A Neptune fog-trumpet replaced the steam fog-whistle in 1886. In 1906, a new fog alarm building was built on the southern part of Cranberry Island instead of the northern section, which was home to the lighthouse and the old fog alarm building. The new building housed a diaphone fog alarm, operated by air compressed by oil engines, that sounded a seven-second blast each minute as needed. The Canadian Fog Signal Company of Toronto supplied the machinery at a cost of $8,500.

In 1910, the lower light was discontinued, and the upper light was changed to an occulting white light with the following characteristic that repeated every thirty seconds: visible three seconds, eclipsed five seconds, visible seventeen seconds, eclipsed five seconds.

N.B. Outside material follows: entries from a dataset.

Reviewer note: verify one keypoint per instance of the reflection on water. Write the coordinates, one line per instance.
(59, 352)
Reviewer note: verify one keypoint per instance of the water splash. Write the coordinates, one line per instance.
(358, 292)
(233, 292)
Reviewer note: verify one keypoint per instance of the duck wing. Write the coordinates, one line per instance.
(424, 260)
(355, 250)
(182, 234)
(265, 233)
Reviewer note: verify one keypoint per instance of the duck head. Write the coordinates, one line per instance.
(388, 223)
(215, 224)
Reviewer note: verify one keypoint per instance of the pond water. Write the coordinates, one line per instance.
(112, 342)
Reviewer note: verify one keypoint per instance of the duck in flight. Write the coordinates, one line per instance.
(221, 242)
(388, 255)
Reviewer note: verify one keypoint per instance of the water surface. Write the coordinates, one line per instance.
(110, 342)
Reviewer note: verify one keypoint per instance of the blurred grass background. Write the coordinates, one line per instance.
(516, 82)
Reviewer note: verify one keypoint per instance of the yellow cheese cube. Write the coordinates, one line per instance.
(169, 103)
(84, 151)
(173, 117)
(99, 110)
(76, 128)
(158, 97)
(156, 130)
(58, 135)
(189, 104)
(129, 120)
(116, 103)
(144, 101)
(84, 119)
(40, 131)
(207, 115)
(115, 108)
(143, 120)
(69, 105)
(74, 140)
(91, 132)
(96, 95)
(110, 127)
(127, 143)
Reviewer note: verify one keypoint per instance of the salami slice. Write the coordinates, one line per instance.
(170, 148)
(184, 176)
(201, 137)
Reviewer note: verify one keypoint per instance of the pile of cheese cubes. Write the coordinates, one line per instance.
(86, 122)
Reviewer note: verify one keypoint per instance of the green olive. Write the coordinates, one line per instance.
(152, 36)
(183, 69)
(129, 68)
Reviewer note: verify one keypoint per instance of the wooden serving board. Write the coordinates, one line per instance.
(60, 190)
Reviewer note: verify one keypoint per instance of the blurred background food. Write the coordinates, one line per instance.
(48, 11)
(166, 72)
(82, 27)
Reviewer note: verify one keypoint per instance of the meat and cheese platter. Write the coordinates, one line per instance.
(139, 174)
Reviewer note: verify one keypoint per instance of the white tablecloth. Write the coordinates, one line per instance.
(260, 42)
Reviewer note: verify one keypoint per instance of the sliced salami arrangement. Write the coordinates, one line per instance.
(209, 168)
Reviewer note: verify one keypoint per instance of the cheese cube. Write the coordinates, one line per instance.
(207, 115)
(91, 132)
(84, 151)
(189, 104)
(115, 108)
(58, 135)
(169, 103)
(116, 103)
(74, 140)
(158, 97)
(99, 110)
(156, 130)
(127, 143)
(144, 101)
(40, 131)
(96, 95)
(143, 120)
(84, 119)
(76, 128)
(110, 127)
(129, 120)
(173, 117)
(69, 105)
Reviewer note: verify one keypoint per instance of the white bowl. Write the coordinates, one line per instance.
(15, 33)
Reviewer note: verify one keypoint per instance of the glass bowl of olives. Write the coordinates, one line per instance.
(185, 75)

In 1929, a new lighthouse tower was attached to the existing fog alarm building on the southern part of the island, and the light in the old lighthouse was discontinued. A photograph shows the new tower sketched onto the old fog alarm building. The tower was just over three metres square and displayed a light at a height of forty-nine feet above high water. A two-storey double-dwelling was added to the station in 1963, and the island became home to a head keeper and two assistants.

The station took the first step toward automation in 1971, when a steel, skeletal tower with an enclosed, central staircase was erected on the island and an electronic horn replaced the diaphone fog alarm. One of the assistant keeper positions was eliminated at this time. In 1978, a square concrete-block tower, attached to a rectangular concrete building, was constructed on the island, and the skeletal tower was transferred to Jeddore Rock.

A submarine cable was laid in 1981 to connect the station to commercial electricity, and in 1986 the station was de-staffed. The island’s single dwelling had been torn down in 1985, and the boathouse was removed shortly after being declared surplus in 1989, leaving just the duplex and lighthouse on the island. A light mounted atop a square, skeletal tower now stands on the island next to the lighthouse.

Head Keepers: Patrick Lanigan (at least 1824), James P. Hanlon (1854 – 1883), James Lepper (1883 – 1887), James Sullivan (1887 – 1903), Havelock Cohoon (1903 – 1905), James P. Hanlon (1905 – 1914), Walter T. Jamieson (1914 – 1918), C.P. Richards (1918 – 1928), C. Richards (1928 – 1934), D. Richards (1934), F.J. Manuel (1934 – at least 1937).

References

  1. Journal of the House of Assembly of the Province of Nova Scotia, various years.
  2. Annual Report of the Department of Marine and Fisheries, various years.
  3. Lighthouses & Lights of Nova Scotia, E.H. Rip Irwin, 2003.